Phoenix’s Industrial Market Offers Opportunity

Anthony Lydon, JLL

Anthony Lydon, JLL

Owners, investors and developers are bullish about the Phoenix industrial market – and for good reason. We occupy one of the most strategic supply chain locations in the West – a sweet spot between West Coast ports, manufacturing in Mexico, and alongside truck and rail routes leading product into the heart of the nation.

Add to this Governor Ducey’s mandate to grow Arizona’s trade volume with Mexico by 20 percent per year – not to mention Mexico itself being on the verge of becoming the world’s largest manufacturer – and you have a Phoenix market entering a new era of long-term growth.

This has expanded our already robust industrial construction industry, where design-build is hot and will likely stay that way, thanks to the 8 million square feet to 10 million square feet of industrial requirements seriously considering Arizona for their location solutions. For energy-centric companies with high employee head counts in particular, Arizona offers as much as a 30 percent to 40 percent savings proposition over higher-cost Tier 1 markets.

The West Valley has welcomed 10 million square feet of larger build-to-suit corporate projects looking for specialized footprints and visibility along I-10 in the past three years. These include 1.6 million square feet by Marshalls; 900,000 square feet by WinCo Foods; 600,000 square feet by American Furniture Warehouse; and 450,000 square feet by Living Spaces. We’re also in the early stages of a residential development rebirth, which has jumpstarted the 5,000- to 50,000-square-foot users in Phoenix’s suburbs.

Tech is expanding at the most rapid pace, and can be largely credited for leading Phoenix out of its recession. Most new tech deals are happening in the Southeast Valley cities of Tempe, Mesa, Gilbert and Chandler where highly educated workers have helped GoDaddy and Infusionsoft nab 150,000 square feet each, while; Apple is snatching 1 million square feet, Amkor Technology is taking 110,000 square feet; and Garmin is absorbing 60,000 square feet.

This activity has kept overall vacancy steady at 10.7 percent, encouraged a 12.8 percent rent growth and recorded more than 2 million square feet of year-to-date absorption, reflecting eight consecutive quarters of positive net absorption. This still leaves more than 32 million square feet of space available…so why continue to build?
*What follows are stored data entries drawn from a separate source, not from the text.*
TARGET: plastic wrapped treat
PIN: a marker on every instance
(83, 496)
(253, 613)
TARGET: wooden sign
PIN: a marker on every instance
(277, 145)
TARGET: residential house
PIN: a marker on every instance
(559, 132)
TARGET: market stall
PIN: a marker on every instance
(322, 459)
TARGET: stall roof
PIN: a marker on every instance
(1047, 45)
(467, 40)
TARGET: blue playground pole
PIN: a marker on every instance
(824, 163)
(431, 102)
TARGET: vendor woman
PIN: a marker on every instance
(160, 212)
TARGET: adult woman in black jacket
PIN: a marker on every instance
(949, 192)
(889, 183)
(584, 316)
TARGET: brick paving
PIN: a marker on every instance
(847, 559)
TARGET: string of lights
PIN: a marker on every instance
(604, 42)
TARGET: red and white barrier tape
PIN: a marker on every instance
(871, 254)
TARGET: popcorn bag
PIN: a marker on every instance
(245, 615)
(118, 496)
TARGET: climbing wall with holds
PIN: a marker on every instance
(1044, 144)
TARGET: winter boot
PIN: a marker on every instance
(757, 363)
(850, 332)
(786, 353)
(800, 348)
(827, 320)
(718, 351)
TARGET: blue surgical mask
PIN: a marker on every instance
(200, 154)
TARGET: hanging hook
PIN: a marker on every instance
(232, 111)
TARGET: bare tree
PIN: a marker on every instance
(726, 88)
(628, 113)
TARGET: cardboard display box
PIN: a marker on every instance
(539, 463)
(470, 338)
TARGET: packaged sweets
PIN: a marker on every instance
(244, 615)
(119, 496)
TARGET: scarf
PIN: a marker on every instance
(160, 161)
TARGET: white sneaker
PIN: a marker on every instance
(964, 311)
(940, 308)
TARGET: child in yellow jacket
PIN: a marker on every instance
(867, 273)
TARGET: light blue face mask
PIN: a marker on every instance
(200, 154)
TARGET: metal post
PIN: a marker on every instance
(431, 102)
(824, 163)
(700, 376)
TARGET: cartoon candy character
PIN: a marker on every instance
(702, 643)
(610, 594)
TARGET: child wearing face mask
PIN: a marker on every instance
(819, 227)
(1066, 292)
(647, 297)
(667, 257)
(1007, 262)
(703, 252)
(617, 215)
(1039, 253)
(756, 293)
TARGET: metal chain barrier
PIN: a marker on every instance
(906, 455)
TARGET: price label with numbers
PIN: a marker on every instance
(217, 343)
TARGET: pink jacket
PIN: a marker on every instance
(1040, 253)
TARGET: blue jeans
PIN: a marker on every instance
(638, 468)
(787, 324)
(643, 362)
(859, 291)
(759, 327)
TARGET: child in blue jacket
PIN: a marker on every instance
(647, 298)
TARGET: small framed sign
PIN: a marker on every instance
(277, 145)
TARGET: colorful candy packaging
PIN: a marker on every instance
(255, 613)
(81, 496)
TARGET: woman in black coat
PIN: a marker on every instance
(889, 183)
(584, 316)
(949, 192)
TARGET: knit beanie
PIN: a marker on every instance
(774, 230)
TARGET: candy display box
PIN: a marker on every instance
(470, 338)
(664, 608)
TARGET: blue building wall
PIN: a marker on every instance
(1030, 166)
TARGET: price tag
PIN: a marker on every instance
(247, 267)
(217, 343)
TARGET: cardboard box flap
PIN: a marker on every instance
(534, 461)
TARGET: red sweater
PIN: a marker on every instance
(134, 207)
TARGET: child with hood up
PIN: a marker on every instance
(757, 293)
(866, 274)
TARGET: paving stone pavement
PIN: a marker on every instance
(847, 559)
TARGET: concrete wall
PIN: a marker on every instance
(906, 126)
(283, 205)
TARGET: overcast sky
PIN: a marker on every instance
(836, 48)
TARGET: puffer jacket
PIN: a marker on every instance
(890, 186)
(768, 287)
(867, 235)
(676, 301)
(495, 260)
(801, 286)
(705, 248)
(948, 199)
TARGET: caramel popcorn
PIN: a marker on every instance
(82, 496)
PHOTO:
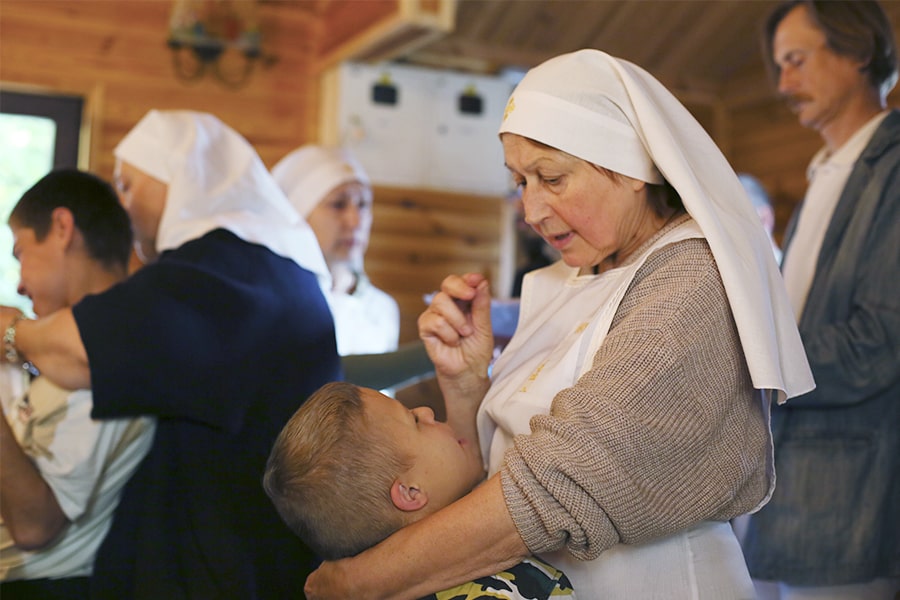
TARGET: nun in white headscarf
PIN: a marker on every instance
(220, 334)
(627, 421)
(330, 189)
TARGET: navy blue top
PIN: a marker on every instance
(222, 340)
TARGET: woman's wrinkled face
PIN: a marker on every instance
(590, 218)
(144, 197)
(342, 220)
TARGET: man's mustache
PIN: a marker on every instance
(795, 100)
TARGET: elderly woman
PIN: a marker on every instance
(222, 334)
(331, 190)
(627, 420)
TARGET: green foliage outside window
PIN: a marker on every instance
(26, 155)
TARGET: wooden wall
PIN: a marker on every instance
(419, 237)
(115, 53)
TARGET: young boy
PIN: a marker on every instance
(353, 465)
(62, 472)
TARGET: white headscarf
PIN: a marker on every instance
(309, 173)
(614, 114)
(216, 180)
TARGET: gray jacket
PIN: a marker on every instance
(835, 515)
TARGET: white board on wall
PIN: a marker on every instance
(423, 140)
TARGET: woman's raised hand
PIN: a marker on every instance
(456, 326)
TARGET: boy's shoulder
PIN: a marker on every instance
(531, 579)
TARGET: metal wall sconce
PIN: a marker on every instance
(203, 32)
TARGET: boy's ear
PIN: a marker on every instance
(62, 223)
(407, 497)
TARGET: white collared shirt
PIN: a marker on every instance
(827, 174)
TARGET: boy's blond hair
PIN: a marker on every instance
(330, 473)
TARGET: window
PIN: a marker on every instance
(41, 132)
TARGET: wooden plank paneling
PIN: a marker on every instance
(421, 236)
(69, 46)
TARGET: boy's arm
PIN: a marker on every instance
(29, 508)
(53, 343)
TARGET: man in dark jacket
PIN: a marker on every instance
(833, 524)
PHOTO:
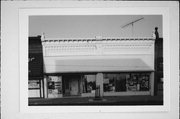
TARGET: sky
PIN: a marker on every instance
(90, 26)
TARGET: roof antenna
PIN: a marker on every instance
(43, 36)
(132, 23)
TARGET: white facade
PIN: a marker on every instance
(100, 55)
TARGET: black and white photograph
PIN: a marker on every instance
(89, 59)
(95, 60)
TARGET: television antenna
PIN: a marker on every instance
(132, 23)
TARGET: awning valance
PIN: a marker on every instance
(96, 65)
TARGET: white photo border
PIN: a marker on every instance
(24, 15)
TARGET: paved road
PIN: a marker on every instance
(119, 100)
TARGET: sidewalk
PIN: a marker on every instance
(112, 100)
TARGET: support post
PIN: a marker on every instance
(99, 82)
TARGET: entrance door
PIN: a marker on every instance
(74, 88)
(71, 85)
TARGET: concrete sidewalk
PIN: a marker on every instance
(112, 100)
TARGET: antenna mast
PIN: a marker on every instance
(132, 23)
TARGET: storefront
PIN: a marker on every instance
(35, 68)
(119, 66)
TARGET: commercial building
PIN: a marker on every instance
(81, 66)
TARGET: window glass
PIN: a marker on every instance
(121, 82)
(89, 83)
(54, 86)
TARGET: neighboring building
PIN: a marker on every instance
(35, 83)
(76, 67)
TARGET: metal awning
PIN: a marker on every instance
(96, 65)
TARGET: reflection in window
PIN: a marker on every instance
(54, 85)
(89, 83)
(126, 82)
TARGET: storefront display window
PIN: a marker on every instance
(89, 83)
(54, 86)
(126, 82)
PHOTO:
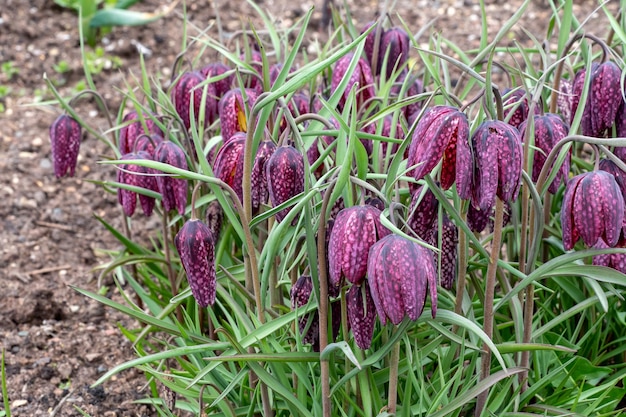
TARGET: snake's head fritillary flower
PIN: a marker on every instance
(443, 132)
(362, 76)
(232, 111)
(361, 314)
(355, 230)
(65, 135)
(284, 172)
(423, 214)
(549, 130)
(173, 190)
(497, 150)
(399, 273)
(593, 208)
(196, 247)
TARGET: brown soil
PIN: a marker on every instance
(58, 342)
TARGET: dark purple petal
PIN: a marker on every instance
(195, 245)
(65, 135)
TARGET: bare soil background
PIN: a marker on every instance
(58, 342)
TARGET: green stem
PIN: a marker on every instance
(392, 395)
(490, 286)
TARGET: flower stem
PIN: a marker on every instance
(490, 286)
(392, 395)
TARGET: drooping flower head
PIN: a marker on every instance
(399, 274)
(355, 230)
(443, 132)
(65, 134)
(593, 208)
(196, 247)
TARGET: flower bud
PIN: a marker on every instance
(284, 172)
(137, 176)
(593, 208)
(399, 273)
(355, 230)
(196, 247)
(173, 190)
(65, 135)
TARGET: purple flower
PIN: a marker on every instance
(355, 230)
(399, 273)
(443, 132)
(593, 208)
(284, 172)
(549, 130)
(497, 150)
(65, 135)
(137, 176)
(196, 247)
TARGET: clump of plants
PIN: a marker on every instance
(313, 207)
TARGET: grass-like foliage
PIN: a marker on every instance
(330, 155)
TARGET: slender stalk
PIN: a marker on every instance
(392, 395)
(490, 286)
(323, 301)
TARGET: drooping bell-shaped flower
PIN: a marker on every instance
(228, 165)
(232, 111)
(616, 261)
(394, 50)
(478, 219)
(65, 135)
(443, 132)
(138, 176)
(196, 247)
(549, 130)
(284, 172)
(449, 250)
(132, 129)
(497, 150)
(355, 230)
(173, 190)
(361, 314)
(362, 76)
(216, 69)
(593, 208)
(516, 106)
(423, 214)
(399, 273)
(187, 89)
Phoenix’s new industrial construction is filling a demand for high-functioning, high-quality space, as opposed to existing, older space. This demand has spurred projects like TEN, a 215-acre, $300 million, mixed-use business park that is being developed by Irwin Pasternack. Located at I-10 and 83rd Avenue, TEN is geared toward high-end, pre-leased, build-to-suits for national and international companies, with the goal of having at least one major, million-plus-square-foot industrial building under construction within 12 months.

Tenants with flexible needs will benefit from lower rents in the mid $0.30 per-square-foot range, but those wanting newer spaces could pay as much as $0.90 per square foot. This is nearly double Phoenix’s average $0.45 per square foot industrial rental rate.

Even these rates offer lower-cost solutions than cities like Chicago, Los Angeles or Dallas – all markets that are working 24/7 to keep up with e-commerce expectations while enjoying rising rents and decades-low industrial vacancy rates as a result. In comparison, Phoenix offers geographic and demographic advantages that – for the right users – make the Valley a worthy competitor and point to across-the-board industrial opportunity in the West’s sweet spot.